The droplet was suspended on the top floor (the ground level) over the length of the dry Vav and there it remained, hanging by a thread, for the three days that the installation “Rta” (Season) was on view. As the days progressed and the light spring air would warm up towards the afternoon, the expansion caused the creases in the droplet to gently stretch, making the drop glisten blindingly in the sun.
Will the droplet make a splash and bring the Vav to life or will it evaporate and let the Vav sink into oblivion?
This is one of the several questions raised by Rta.
As a site-specific installation that should ideally (but not necessarily) be based on a socially relevant premise, Rta meets its goals. Both Dar and Naishadh worked extensively with the local community, especially school-children, to raise awareness about the step-well and the need to preserve it. Though the state ASI had initiated the cleaning of many step-wells in the area with the help of conservation architect Sumesh Modi, including the one at Ambapur, lack of a post-conservation maintenance schedule returned it to its original state of ruin. The project began, then, with an extensive cleaning effort led by Naishadh. Despite the fact that a brand new temple has been built on the footsteps of the Vav (you need to get to the Vav via the temple now) neither the temple priest nor the local devotees invested their time to the cleaning process, telling of our attitude to such monuments.

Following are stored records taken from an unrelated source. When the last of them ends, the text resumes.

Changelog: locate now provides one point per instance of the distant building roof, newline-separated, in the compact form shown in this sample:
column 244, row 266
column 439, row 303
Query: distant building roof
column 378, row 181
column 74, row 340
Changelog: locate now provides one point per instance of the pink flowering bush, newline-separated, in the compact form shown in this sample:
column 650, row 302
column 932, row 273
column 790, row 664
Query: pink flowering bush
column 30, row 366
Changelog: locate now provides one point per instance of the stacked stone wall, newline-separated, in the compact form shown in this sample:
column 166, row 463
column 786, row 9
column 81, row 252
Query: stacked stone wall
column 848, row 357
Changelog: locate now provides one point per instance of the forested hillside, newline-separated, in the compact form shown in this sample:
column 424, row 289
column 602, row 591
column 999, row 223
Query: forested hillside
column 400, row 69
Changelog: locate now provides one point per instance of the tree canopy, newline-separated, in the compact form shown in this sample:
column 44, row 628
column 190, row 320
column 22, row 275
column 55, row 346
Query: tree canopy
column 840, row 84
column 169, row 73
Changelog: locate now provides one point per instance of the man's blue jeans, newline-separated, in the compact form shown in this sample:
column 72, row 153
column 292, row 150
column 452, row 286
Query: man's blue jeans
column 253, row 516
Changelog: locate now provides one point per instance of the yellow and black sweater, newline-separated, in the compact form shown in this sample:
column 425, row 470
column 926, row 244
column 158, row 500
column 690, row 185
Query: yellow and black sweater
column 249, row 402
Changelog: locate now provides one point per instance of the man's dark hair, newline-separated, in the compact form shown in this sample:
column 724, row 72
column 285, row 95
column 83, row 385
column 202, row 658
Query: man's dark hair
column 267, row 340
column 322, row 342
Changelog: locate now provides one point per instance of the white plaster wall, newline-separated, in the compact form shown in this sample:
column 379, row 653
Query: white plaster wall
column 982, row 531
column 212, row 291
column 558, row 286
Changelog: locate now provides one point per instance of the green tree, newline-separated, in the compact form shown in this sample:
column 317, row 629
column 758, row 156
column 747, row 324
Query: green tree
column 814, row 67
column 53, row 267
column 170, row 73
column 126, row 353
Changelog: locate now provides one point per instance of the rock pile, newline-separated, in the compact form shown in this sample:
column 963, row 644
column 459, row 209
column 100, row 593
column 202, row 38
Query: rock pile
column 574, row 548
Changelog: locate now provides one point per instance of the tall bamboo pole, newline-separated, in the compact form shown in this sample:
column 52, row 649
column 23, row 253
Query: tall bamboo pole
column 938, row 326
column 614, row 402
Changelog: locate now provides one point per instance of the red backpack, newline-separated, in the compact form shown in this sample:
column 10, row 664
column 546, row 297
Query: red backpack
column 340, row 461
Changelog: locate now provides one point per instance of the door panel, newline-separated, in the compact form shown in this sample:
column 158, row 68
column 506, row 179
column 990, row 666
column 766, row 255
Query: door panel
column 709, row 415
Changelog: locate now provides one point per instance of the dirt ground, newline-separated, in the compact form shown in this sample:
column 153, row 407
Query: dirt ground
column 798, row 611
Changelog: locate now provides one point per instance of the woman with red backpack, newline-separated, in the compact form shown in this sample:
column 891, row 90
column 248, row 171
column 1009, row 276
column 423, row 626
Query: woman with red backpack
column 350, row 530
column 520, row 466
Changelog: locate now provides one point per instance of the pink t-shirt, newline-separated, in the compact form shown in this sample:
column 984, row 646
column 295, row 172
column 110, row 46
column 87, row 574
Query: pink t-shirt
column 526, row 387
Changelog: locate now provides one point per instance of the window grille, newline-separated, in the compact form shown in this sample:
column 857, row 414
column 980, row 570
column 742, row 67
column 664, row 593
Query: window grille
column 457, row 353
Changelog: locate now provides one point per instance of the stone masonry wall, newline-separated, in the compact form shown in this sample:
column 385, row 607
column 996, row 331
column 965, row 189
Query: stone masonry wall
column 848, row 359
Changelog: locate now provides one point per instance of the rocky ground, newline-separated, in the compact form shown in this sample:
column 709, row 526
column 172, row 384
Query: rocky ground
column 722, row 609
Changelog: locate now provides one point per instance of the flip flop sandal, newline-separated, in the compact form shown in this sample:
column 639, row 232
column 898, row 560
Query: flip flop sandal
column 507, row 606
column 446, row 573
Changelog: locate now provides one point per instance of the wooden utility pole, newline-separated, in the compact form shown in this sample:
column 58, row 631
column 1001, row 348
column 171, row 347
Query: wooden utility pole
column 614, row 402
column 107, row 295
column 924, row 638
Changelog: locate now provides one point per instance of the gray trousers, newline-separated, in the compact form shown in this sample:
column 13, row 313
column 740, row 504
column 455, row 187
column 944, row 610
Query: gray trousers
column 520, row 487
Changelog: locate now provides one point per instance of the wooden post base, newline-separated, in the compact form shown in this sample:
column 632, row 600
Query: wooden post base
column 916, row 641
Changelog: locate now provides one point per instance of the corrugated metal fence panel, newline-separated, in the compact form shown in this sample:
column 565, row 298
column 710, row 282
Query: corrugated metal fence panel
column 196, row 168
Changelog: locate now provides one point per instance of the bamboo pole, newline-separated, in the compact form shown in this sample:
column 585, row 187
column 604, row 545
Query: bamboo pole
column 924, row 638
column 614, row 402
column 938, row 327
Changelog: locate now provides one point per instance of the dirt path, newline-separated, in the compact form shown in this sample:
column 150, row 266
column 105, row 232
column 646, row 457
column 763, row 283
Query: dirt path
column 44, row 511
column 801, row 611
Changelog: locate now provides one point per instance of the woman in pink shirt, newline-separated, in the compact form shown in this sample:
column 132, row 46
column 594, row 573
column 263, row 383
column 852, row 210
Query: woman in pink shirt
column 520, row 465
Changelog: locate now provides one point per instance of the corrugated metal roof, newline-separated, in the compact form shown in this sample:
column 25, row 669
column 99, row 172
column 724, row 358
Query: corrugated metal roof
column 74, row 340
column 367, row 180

Why did the well dry up? There is a lush pond adjacent to it, which indicates a sufficient level of groundwater in the area. According to an elderly villager, the well was deliberately dried out because the water fostered a guinea worm infestation. Further, as hand-pumps and later piped water began to reach homes, the wells lost their significance and fell into disuse. Many smaller step-wells have disappeared as villages are swallowed by neighbouring cities and construction developers bulldoze them. But as awareness about ancient methods of water conservation and preservation of rain water increases, it is possible that these architectural gems may survive.
Perhaps art projects like Rta will be successful in contributing to this process.